Was war bei der PGA Championship 2010 nicht alles los? Wir könnten jetzt über den leidenden Sergio Garcia reden, der sich ab sofort eine mehrmonatige Pause vom Golf nimmt und sie bitter nötig hat, wie dieses Video aus Whistling Straits beweist. Oder über den Chinesen-Mann Wen-chong Liang, den vor dem Turnier kein Schwein kannte, der aber dann einfach mal einen Platzrekord schießt.

Oder über Bubba Watson aus Bagdad/Florida, der noch nie eine Trainerstunde hatte, den Ball kilometerweit schlägt, in praktisch jedem Interview heult und danach sagt, dass er aber keine Memme ist. Oder über Nick Watney, der nach Runden von 69, 68 und 66 Schlägen am Finaltag dank eines Feuerwerks auf den letzten Löchern eine entspannte 81 ins Clubhaus bringt.

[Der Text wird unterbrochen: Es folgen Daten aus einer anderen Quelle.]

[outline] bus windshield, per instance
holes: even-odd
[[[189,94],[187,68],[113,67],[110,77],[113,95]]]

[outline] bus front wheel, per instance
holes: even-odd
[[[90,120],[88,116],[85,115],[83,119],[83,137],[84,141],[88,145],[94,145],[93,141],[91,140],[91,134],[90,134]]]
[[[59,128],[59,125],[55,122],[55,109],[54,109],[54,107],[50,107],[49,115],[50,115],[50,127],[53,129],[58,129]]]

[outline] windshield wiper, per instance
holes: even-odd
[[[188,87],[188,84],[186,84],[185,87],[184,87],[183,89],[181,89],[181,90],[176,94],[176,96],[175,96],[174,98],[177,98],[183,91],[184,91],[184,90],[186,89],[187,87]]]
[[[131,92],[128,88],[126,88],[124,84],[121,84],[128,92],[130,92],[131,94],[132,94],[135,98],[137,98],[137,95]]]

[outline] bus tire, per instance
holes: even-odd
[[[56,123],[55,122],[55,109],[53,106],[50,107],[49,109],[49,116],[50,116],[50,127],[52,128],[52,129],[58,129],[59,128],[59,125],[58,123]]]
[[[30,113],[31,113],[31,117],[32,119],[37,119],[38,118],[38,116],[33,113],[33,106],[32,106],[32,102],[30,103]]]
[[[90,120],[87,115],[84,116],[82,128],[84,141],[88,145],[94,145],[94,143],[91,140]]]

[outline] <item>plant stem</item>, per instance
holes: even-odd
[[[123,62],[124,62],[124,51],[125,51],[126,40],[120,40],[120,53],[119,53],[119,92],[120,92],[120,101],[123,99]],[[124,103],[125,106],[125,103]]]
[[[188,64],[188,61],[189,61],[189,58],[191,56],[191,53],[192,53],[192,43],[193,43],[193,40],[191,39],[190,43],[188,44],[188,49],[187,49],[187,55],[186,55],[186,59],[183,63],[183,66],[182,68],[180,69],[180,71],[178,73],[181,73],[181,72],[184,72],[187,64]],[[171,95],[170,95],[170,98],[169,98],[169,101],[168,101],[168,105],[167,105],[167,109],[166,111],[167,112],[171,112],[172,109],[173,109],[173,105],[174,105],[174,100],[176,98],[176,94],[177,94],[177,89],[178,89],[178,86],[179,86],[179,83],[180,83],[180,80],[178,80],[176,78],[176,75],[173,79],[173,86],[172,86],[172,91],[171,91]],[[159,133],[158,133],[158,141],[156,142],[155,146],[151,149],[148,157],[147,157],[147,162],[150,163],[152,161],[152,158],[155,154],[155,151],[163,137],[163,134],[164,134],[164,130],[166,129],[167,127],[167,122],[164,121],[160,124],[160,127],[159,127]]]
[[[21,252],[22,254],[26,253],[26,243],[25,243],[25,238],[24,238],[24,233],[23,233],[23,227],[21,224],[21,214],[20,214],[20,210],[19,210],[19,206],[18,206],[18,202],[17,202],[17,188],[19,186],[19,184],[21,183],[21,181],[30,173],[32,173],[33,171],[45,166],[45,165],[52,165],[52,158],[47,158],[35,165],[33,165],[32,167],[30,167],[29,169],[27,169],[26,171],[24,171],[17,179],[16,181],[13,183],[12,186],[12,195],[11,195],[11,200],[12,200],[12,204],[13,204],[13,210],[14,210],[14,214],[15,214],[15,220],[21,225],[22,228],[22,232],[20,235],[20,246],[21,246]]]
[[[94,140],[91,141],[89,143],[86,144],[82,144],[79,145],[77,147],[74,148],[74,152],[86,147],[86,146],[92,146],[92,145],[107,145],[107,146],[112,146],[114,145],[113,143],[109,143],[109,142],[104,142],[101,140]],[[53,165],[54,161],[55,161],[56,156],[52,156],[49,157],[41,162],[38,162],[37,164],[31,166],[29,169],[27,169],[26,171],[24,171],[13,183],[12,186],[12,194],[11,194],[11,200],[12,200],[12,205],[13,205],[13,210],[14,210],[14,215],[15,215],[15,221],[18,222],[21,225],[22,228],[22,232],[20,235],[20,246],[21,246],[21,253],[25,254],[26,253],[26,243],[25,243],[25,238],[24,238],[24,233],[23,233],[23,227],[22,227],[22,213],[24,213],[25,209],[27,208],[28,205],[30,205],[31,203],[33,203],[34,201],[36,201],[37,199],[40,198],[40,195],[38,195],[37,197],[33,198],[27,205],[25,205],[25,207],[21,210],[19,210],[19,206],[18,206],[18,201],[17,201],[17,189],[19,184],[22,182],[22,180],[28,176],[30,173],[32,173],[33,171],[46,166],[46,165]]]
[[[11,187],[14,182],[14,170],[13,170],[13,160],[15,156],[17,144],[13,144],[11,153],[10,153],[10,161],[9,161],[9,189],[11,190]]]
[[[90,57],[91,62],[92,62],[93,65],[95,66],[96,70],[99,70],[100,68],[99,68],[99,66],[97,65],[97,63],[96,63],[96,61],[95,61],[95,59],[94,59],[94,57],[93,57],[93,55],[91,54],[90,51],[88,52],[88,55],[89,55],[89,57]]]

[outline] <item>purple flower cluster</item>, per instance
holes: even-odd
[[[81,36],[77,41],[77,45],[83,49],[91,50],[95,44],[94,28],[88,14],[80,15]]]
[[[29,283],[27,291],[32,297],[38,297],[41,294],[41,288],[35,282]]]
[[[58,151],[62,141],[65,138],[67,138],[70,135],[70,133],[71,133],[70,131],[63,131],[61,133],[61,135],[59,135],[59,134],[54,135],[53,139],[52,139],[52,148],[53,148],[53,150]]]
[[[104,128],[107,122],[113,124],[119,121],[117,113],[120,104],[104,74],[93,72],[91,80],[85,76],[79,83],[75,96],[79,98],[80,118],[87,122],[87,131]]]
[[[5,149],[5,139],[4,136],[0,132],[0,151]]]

Oder aber über Phil Mickelson und Tiger Woods. Der eine leidet an Arthritis und ist plötzlich Vegetarier, der andere ist immer noch die Nummer eins der Welt und hat bei der PGA Championship in Ansätzen sogar wie der alte Tiger gespielt. Aber eben nur in Ansätzen.

Oder wir könnten natürlich über Dustin Johnson sprechen, der auf gutem Wege zum Pechvogel des Jahrhunderts ist. Erst bricht er bei den US Open in Führung liegend in der Finalrunde völlig weg - und jetzt wird ihm ein Bunker zum Verhängnis, der gar keiner war.

Eine einzige Anmerkung dazu: Es war den Regeln nach die richtige Entscheidung und in gewisser Weise ist DJ selbst schuld. Das Problem, das die Regelhüter aber mal bedenken sollten: Wäre das gleiche an Tag 2 an Loch 5 passiert, es hätte wohl keine Kamera eingefangen und es hätte niemanden interessiert.

So wird die PGA Championship 2010 in den USA wohl immer als das Dustin-Johnson-Debakel in Erinnerung bleiben. Aber in Deutschland sieht die Welt anders aus.

Das SPOX-Par-10 widmet sich in seiner aktuellen Ausgabe ausschließlich Martin Kaymer. Und sonst niemandem. Extra-Blatt, Extra-Blatt!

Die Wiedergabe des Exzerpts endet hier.